Objectives People are only rarely, if ever, exposed to a single exposure and predisposition to a disease is generally thought to be caused by the cumulative effects of a multitude of exposures and lifestyle factors in combination with individual susceptibility. However, incorporating all factors and their interactions to assess disease risk requires increasingly complex statistical models. Failure to include all relevant variables and their interactions may result in biased risk estimates, decreased power or computational difficulties.
Methods We describe a hierarchical Bayesian mixture framework (BMF) incorporating a variable-selection prior. Its performance has been compared to a fully adjusted logistic regression model (LM) in simulated case-control studies. Up to twenty dichotomous or continuous exposures and confounders were simulated with prevalences ranging between 10% and 80% and correlations ranging between 0.20 and 0.80. 10% and 50% of exposures were associated with disease (OR∼2.0) with 2 exposures interacting via an increase in log-odds of 2.0-4.0.

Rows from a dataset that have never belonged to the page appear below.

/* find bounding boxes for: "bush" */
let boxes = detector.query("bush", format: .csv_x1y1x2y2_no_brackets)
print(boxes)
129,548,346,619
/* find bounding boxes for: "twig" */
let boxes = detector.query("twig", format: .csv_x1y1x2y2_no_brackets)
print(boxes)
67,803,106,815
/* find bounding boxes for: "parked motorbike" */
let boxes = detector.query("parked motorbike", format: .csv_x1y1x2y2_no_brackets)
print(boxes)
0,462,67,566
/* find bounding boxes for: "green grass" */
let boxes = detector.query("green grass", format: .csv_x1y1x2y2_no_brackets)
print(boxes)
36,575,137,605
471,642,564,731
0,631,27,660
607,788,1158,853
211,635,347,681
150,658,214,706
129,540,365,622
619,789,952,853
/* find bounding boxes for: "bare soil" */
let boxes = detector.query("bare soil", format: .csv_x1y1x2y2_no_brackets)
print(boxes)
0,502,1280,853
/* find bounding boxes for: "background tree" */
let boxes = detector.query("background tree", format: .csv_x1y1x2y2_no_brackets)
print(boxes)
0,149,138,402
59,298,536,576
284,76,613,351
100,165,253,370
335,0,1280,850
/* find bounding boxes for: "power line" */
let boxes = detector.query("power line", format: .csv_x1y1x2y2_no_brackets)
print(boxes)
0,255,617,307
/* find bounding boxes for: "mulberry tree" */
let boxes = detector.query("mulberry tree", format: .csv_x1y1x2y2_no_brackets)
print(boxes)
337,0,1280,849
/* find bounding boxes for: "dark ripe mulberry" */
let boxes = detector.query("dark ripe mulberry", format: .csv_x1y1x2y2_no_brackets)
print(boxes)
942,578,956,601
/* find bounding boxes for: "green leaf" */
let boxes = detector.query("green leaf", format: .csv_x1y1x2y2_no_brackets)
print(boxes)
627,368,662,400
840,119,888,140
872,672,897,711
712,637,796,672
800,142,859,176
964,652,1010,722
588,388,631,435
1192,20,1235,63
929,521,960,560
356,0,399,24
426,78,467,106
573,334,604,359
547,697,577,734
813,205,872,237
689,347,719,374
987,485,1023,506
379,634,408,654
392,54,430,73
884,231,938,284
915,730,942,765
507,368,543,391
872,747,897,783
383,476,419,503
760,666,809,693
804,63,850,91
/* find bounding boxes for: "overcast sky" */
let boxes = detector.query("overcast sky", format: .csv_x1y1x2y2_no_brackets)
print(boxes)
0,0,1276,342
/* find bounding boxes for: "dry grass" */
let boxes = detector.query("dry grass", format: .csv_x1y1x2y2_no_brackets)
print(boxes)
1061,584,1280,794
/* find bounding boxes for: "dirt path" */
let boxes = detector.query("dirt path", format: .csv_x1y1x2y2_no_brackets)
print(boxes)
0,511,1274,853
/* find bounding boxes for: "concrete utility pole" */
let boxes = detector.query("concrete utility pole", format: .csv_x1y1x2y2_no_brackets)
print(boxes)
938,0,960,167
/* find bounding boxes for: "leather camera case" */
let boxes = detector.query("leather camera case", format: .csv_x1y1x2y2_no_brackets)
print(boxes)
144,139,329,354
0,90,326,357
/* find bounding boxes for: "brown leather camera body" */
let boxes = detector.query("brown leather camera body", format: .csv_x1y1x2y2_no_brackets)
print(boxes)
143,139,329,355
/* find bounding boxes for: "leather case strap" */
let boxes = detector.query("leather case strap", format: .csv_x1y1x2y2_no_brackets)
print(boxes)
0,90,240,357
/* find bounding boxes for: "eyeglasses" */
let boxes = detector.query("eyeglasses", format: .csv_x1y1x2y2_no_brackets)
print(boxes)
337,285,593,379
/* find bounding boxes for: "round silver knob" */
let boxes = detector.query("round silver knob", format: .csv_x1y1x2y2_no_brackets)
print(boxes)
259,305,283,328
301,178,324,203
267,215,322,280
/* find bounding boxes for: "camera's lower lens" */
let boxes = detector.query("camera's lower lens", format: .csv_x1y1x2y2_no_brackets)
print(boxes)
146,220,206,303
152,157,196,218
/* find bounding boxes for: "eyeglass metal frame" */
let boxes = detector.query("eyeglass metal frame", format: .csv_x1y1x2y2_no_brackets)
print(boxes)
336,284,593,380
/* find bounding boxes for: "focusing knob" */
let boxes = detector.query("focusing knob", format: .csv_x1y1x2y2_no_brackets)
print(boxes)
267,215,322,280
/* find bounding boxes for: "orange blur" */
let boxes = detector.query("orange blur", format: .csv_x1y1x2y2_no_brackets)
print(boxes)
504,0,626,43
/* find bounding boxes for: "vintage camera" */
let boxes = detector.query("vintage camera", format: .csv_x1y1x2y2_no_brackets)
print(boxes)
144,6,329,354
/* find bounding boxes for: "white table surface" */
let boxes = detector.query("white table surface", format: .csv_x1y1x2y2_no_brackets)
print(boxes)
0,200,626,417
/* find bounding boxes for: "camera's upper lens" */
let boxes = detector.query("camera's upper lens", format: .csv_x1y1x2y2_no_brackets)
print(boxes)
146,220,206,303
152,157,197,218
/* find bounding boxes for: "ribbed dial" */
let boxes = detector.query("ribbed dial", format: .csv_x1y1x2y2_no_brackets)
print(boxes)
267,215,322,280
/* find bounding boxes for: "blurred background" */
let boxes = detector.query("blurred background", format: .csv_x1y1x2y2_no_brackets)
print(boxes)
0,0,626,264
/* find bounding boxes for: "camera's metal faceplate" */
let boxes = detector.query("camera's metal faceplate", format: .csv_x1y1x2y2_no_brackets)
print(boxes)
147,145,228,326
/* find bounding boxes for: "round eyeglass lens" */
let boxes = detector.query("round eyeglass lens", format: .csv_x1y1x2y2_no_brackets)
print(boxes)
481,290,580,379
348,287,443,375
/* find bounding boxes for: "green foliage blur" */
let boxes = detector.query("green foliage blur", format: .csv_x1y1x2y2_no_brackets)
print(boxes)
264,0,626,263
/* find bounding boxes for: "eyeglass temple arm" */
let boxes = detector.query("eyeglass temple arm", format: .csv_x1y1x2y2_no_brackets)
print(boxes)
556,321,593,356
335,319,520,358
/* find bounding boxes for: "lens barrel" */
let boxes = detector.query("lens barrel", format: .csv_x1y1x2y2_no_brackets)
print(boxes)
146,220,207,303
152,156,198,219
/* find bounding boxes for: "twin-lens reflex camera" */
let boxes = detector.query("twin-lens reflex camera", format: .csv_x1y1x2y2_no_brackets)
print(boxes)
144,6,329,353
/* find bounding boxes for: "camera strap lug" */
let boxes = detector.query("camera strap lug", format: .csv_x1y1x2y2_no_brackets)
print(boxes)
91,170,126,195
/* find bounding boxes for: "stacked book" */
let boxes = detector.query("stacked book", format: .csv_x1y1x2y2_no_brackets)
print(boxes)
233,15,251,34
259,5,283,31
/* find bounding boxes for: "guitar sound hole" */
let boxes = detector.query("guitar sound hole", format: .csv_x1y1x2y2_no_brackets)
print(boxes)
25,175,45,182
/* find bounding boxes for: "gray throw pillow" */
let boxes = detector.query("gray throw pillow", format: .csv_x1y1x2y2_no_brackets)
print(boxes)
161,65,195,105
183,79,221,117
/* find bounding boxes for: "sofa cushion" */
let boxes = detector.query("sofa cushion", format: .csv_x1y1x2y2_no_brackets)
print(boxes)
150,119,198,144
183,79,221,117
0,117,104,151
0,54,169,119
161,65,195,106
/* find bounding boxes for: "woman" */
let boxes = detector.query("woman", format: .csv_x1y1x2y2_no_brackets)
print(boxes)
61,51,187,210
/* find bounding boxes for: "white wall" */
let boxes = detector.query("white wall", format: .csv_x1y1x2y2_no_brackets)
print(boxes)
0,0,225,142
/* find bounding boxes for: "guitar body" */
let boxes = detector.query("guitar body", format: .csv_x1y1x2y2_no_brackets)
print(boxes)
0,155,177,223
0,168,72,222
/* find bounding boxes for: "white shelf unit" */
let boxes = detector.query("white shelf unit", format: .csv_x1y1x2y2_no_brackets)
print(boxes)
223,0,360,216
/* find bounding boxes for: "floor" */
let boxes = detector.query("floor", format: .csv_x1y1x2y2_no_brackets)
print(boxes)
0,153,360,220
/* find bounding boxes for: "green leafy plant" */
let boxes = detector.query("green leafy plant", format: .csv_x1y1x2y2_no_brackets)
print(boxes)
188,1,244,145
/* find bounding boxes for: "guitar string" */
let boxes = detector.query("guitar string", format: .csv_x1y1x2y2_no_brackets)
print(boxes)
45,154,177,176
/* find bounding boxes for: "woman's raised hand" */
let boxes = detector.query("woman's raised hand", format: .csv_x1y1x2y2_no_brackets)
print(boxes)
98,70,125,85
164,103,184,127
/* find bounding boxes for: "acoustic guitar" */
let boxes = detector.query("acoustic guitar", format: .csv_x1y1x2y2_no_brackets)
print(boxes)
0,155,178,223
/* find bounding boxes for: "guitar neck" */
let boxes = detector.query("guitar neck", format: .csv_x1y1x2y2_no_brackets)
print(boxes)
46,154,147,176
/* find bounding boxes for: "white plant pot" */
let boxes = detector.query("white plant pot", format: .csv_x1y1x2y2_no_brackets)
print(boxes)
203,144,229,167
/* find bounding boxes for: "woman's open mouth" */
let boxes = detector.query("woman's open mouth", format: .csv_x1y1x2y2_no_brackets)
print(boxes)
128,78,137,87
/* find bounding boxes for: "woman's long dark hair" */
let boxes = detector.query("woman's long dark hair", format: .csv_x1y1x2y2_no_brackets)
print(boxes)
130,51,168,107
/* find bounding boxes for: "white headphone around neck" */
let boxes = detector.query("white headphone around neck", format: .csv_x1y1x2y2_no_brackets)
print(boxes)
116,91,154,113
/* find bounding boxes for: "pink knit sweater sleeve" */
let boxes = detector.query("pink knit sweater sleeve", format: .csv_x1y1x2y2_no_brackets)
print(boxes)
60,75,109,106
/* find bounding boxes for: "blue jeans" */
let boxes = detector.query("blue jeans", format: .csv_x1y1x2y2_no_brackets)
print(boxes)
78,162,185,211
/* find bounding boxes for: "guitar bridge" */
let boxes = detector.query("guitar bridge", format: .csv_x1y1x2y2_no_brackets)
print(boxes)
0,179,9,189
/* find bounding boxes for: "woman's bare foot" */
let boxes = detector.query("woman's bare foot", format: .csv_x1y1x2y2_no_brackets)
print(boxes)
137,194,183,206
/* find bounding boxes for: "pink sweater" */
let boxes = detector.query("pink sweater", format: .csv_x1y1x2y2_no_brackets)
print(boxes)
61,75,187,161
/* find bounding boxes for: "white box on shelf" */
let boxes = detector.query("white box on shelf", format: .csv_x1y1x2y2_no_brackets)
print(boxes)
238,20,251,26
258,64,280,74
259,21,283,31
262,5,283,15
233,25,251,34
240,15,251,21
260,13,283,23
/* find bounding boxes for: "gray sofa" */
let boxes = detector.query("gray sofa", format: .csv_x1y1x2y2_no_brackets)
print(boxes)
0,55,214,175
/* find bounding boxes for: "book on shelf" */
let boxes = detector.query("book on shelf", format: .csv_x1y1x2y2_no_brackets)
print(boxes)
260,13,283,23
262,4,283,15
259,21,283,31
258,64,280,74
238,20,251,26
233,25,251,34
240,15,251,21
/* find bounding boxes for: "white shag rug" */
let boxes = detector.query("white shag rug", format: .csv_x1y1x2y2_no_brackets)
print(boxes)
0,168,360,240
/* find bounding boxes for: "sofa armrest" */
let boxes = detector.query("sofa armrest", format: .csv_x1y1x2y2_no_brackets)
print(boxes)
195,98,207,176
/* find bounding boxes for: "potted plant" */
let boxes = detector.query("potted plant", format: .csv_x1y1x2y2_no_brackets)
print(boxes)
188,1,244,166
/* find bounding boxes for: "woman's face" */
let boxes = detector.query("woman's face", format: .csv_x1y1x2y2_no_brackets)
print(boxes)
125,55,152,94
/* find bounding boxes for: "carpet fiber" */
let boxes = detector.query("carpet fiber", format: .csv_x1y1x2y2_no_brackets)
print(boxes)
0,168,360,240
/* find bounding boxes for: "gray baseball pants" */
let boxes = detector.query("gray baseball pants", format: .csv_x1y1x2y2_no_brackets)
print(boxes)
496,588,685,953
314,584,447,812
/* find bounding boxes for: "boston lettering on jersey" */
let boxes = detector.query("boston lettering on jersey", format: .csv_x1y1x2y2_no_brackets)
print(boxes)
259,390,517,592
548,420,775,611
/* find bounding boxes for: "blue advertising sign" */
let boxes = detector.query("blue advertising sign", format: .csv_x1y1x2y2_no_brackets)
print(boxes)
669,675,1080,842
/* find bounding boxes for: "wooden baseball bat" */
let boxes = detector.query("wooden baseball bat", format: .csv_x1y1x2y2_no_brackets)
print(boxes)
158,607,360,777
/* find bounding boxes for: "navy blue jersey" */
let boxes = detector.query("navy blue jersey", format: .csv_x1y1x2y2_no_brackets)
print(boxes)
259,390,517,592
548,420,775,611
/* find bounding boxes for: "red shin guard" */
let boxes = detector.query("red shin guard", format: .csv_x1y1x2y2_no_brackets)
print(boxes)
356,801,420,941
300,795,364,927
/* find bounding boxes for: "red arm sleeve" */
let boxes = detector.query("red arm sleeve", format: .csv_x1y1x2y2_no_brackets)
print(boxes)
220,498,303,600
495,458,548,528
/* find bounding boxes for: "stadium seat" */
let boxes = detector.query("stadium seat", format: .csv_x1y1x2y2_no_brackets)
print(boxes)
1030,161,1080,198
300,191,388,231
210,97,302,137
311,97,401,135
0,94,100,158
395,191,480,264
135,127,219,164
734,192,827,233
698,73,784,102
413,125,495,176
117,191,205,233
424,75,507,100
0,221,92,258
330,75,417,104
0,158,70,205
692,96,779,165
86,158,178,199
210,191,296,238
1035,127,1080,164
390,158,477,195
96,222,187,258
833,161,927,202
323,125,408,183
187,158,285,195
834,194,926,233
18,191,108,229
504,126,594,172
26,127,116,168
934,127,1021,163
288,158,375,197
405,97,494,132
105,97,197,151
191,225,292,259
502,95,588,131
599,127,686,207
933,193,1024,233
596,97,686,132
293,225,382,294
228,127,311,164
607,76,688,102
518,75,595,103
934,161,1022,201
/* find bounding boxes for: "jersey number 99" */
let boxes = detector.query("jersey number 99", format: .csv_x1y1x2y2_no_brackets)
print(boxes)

Results Mean-squared errors (MSE) of the BMF were smaller than of the LM for all simulations, and whereas the MSE of the LM increased with the number of parameters in the model, this was independent of the number of parameters for the BMF. The numbers of BMF type I errors were minimal (≤1), while for the LM this increased with the number of model parameters and correlation between exposures. The number of type II errors were comparable.
Conclusions This Bayesian mixture framework proves an improved method compared to standard logistic regression models in dealing with the statistical analysis of (correlated) exposure mixtures in case-control studies.